Prioritizing HIV Studies in Youth

Prioritizing HIV Studies in Youth

Cheryl Pikora, MD - January 09, 2020 - 4 min read

Children began showing up at a clinic in the Larkana District of Pakistan with unexplained fevers in April of last year. Within the month, 14 children had tested positive for HIV. As of July, at least 776 children under the age of 15 are now known to be HIV positive in this region. Put in context, the number is concerning: Before this outbreak, only 1,000 children in all of Pakistan were living with HIV.

The Pakistan story is an example of an extreme situation, but it is also a stark reminder that the HIV epidemic has not ended yet for children globally. Last year, there were approximately 160,000 new infections in children, and around the world, it is estimated that 1.7 million children under the age of 15 are living with HIV.

As we see overall global targets for HIV treatment and prevention being reached, it’s important that children, who make up a much smaller percentage of the whole, aren’t slipping through the cracks.

Preventing more HIV infections is the ultimate goal. But what about those already infected? They are the future of the next epidemic. They will grow into teenagers and young adults, when they will be at risk of passing the infection on – to their partners and their own children. How can we prevent this?

One answer, of course, is to make sure they have access to and take medication that keeps the levels of the virus low in their blood to keep these individuals healthy and less likely to pass the virus on to others. But, unfortunately, for most of my career as a pediatrician, children haven’t had access to the same cutting-edge HIV treatments that became available to adults.

Administration of HIV medicine in children is difficult due to potentially complicated regimens. Adherence to treatment is difficult due to taste issues and food restrictions. Dosing is difficult due to lack of data on HIV therapies in children. As anyone who has ever tried to give a kid a 10-day course of antibiotics knows, getting children to take medicine is challenging enough without any additional complications.

Children benefit from medications with simple dosing and administration instructions. What that means for HIV treatment is that children can benefit from a medication that is easy to take and only needs to be taken once a day.

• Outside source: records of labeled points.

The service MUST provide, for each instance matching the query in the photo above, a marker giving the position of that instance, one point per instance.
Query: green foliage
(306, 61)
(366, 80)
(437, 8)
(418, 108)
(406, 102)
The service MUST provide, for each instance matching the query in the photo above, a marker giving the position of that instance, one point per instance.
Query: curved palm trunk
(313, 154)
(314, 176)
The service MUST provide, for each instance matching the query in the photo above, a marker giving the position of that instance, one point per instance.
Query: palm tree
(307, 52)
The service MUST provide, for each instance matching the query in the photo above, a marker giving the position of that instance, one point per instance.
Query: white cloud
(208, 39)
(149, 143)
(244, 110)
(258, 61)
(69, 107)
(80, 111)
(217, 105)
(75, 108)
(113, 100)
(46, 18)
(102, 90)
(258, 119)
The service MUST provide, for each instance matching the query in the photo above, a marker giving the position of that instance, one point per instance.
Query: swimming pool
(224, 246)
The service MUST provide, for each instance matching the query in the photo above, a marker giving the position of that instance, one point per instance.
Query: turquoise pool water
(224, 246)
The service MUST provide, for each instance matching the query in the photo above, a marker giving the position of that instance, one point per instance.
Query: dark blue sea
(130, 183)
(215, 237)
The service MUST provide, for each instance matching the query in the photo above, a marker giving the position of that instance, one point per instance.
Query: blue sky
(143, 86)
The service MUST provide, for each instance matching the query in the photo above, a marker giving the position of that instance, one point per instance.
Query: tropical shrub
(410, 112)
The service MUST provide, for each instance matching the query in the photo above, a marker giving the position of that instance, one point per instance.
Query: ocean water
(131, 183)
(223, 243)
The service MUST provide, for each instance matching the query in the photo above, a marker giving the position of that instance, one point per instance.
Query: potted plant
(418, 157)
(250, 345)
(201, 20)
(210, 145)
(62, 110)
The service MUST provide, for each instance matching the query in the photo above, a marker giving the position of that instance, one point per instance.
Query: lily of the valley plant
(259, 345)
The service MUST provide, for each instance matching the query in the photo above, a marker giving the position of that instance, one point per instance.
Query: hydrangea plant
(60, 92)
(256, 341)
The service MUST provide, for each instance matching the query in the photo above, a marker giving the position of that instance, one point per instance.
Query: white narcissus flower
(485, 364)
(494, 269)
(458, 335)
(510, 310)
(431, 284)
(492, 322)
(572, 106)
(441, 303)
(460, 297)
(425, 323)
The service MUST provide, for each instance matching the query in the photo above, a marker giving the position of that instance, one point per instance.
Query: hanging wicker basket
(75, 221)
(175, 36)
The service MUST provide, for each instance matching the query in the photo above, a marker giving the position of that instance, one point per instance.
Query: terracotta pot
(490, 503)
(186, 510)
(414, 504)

At Gilead, we’ve been putting resources behind improving care for children living with HIV. Since 2017, we’ve received FDA approval in the United States for two of our once-daily HIV therapies to treat children as young as six. We’re currently working to get a version of one of these medicines approved to treat children with HIV as young as 3 years of age. For some of these children, this represents the first time they have had access to a simple one-pill, once-a-day HIV dosing regimen. We’re also taking steps to pursue FDA approval of a formulation of an HIV medicine that could be given to babies as young as four weeks.

Gilead joined the Rome Action Plan in 2017, a group dedicated to expanding access to HIV medicines and decreasing deaths for children globally. This is an important partnership between private and public sector stakeholders working together to help this highly vulnerable group.

And we’re not stopping with HIV.

At Gilead, we’ve formed a cross-functional Pediatric Expertise and Knowledge (PEAK) team to share best practices in getting medicines approved to treat children across a wide range of diseases. By sharing information in this group, we are able to standardize how investigators are assessing issues with young study participants and address potential issues as quickly as possible.

It seems obvious that children benefit the most from simple medication dosing regimens – but getting there is anything but simple. There is a lot of work to be done to help treat children living with HIV and preventing new outbreaks, such as the one in Pakistan. As a pediatrician, it’s reassuring to know that stakeholders such as Gilead – and our industry partners and others in the Rome Action Plan – are working tirelessly to address these issues. I’ve seen the difference work like this makes for children and their families – and I’m proud to be part of it.

Cheryl Pikora, MD is a Senior Director at Gilead for HIV and Emerging Viral Infections. Before joining Gilead, Cheryl spent 20 years working as a pediatric infectious disease specialist, providing care to children with serious illnesses, including HIV.